Roerich is also mentioned in At the Mountains of Madness and some of his designs for the Rite—which are, after all, backdrops for a ritual sacrifice—might easily serve as a scene of Cthulhoid invocation. Writer Mike Jay has a fascinating piece about the artist which proposes that he should perhaps be given more credit for the origin of the Rite of Spring. He’s not the first to note that it was the stage designer who nurtured a lifelong passion for mysticism and esoteric ritual, not the composer.

Finally, some slightly more contemporary music: Can performing Vernal Equinox for the BBC in 1975.

Previously on { feuilleton }
HP Lovecraft’s favourite artists

5 thoughts on “Le Sacre du Printemps”

  1. The Vernal Equinox selection reminds me in some ways of an album by Electric Masada entitled, oddly enough, ‘At the Mountains of Madness.’

  2. Wiley: that Can performance isn’t them at their best, unfortunately. Everything great about Can pretty much ended around 1974 when singer Damo Suzuki left. By 1975 they were doing more and more jazzy noodling in that vein; when they’d started out their intention was to play music “like animals”.

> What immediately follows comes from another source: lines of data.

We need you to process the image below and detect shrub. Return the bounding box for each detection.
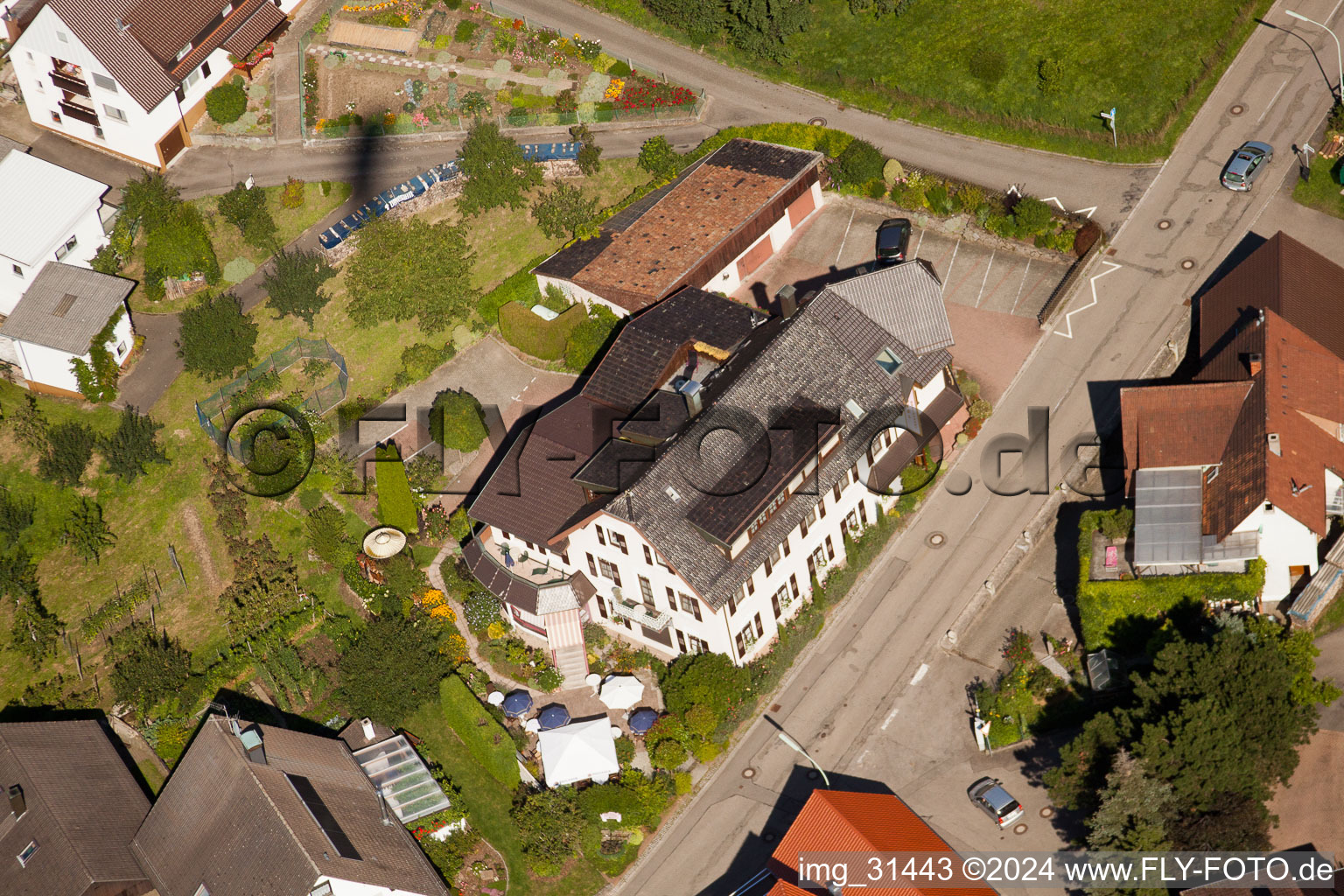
[438,676,519,788]
[206,80,248,125]
[499,297,589,361]
[966,47,1008,88]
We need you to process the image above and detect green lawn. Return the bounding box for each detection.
[584,0,1271,161]
[1293,156,1344,218]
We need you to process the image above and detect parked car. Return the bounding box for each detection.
[878,218,910,264]
[966,778,1021,828]
[1219,140,1274,192]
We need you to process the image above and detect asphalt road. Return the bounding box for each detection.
[617,0,1339,896]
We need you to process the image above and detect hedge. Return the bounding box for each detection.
[499,299,587,361]
[438,675,522,788]
[476,256,549,326]
[1078,510,1264,650]
[375,445,419,535]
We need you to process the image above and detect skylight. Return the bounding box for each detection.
[873,348,900,376]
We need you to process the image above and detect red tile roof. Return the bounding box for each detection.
[770,790,995,896]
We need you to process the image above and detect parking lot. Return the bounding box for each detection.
[734,201,1068,402]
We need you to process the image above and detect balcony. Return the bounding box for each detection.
[58,100,98,128]
[612,600,672,632]
[51,70,93,97]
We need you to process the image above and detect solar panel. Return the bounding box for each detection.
[285,771,360,861]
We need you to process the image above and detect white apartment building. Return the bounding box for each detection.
[5,0,301,169]
[532,137,822,317]
[466,264,965,678]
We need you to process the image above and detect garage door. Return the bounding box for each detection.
[789,189,817,227]
[738,234,774,279]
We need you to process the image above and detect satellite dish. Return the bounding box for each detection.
[364,525,406,560]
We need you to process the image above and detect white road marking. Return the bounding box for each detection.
[1055,264,1119,339]
[1008,258,1031,314]
[976,248,998,308]
[1256,78,1289,125]
[836,209,858,268]
[938,236,961,296]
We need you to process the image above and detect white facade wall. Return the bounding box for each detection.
[0,199,106,314]
[1233,504,1320,603]
[700,181,822,296]
[13,300,135,392]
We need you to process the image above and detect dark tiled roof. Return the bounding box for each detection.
[136,716,447,896]
[584,288,767,411]
[0,262,136,356]
[0,720,149,896]
[534,138,821,311]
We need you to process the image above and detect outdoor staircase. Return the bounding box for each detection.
[555,643,587,690]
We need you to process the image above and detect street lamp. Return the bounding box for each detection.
[780,731,830,788]
[1284,10,1344,98]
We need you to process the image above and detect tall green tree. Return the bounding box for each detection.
[262,248,336,329]
[457,121,542,215]
[98,407,168,482]
[178,293,256,379]
[346,218,477,333]
[38,421,97,485]
[66,497,117,563]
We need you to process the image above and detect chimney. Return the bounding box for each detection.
[238,725,266,766]
[10,785,28,821]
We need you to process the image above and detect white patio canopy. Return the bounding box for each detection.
[598,676,644,710]
[537,718,621,788]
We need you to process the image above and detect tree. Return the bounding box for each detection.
[511,788,590,873]
[216,181,276,248]
[346,218,477,333]
[262,248,336,329]
[457,121,542,215]
[659,653,752,718]
[339,612,451,725]
[532,180,597,239]
[38,421,97,485]
[429,389,489,452]
[639,135,682,180]
[111,625,191,712]
[305,501,355,570]
[206,77,248,125]
[178,293,256,379]
[570,123,602,178]
[98,407,168,482]
[66,497,117,563]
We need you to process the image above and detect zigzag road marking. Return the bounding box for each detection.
[1055,258,1121,339]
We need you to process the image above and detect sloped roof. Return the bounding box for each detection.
[770,790,995,896]
[136,716,447,896]
[0,262,136,357]
[0,149,108,269]
[0,720,149,896]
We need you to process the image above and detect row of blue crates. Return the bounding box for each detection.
[317,144,584,248]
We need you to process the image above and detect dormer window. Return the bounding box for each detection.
[873,348,900,376]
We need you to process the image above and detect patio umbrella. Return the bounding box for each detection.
[536,703,570,731]
[598,676,644,710]
[504,690,532,718]
[630,710,659,735]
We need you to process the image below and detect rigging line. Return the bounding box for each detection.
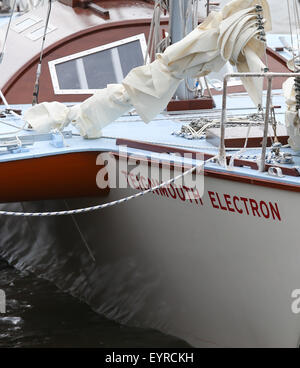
[0,0,17,64]
[64,200,96,262]
[294,0,300,61]
[32,0,52,106]
[286,0,295,57]
[293,0,300,60]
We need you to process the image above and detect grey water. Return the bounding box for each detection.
[0,258,188,348]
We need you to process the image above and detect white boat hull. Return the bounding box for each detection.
[1,165,300,347]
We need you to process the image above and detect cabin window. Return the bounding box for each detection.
[11,15,42,33]
[49,34,146,94]
[26,24,56,41]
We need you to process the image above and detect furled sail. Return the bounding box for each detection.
[25,0,271,138]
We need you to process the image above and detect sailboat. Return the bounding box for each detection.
[0,0,300,347]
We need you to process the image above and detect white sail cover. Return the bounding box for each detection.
[24,0,271,138]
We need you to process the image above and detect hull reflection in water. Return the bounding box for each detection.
[0,258,188,348]
[0,172,300,347]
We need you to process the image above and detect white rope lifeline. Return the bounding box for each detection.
[0,157,207,217]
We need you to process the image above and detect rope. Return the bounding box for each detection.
[0,156,216,217]
[0,0,17,64]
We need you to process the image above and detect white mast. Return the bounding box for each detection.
[169,0,198,100]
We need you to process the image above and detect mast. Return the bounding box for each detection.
[169,0,193,100]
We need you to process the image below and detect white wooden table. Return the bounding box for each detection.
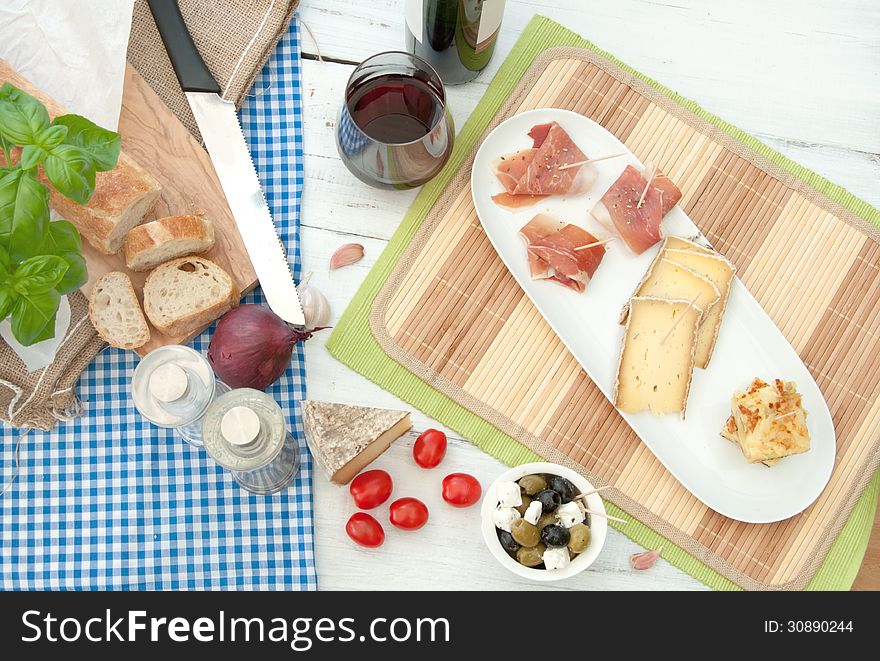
[300,0,880,590]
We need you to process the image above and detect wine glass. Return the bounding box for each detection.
[336,51,455,189]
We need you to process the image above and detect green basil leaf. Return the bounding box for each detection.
[34,220,82,255]
[12,289,61,346]
[0,169,49,260]
[37,122,68,149]
[55,252,89,294]
[12,255,68,295]
[0,284,18,321]
[52,115,121,172]
[43,145,95,204]
[18,145,49,170]
[0,83,49,147]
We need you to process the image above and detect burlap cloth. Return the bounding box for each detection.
[0,0,299,429]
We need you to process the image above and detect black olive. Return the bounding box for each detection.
[498,530,519,553]
[533,489,562,512]
[541,525,571,546]
[548,475,577,503]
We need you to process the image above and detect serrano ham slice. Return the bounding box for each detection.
[492,122,596,200]
[590,163,681,254]
[520,214,605,292]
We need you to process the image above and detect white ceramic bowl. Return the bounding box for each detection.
[480,461,608,581]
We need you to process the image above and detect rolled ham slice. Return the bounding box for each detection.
[590,163,681,254]
[520,214,605,292]
[492,122,597,200]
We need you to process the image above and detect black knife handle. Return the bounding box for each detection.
[147,0,220,94]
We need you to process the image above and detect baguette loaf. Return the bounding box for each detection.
[123,216,214,271]
[0,59,161,255]
[144,256,239,335]
[89,271,150,349]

    I’ve not heard any of the Masada stuff although I seem to remember that title. Zorn is like Bill Laswell, he records too much to keep up with! The psychedelic band from the Sixties called HP Lovecraft had a song entitled At the Mountains of Madness. I think they were the first to use Lovecraft in that way.

  3. You should try Electric Masada, well, the work I mentioned at least, I don’t know, I am not that captivated by their other release. At the Mountains of Madness was an astonishingly psychotic yet masterful fusion of, shit, I guess wildly played Klezmer, hardcore jazz, improvised psychedelia, and parts that almost seem inspired by early industrial (though, I guess for a lot people who were old enough to fathom music when those earlier groups were new, they consider the first wave of industrial acts to be the only true industrial.) All played live in Russia I believe and no vox whatsoever, in other words perfect.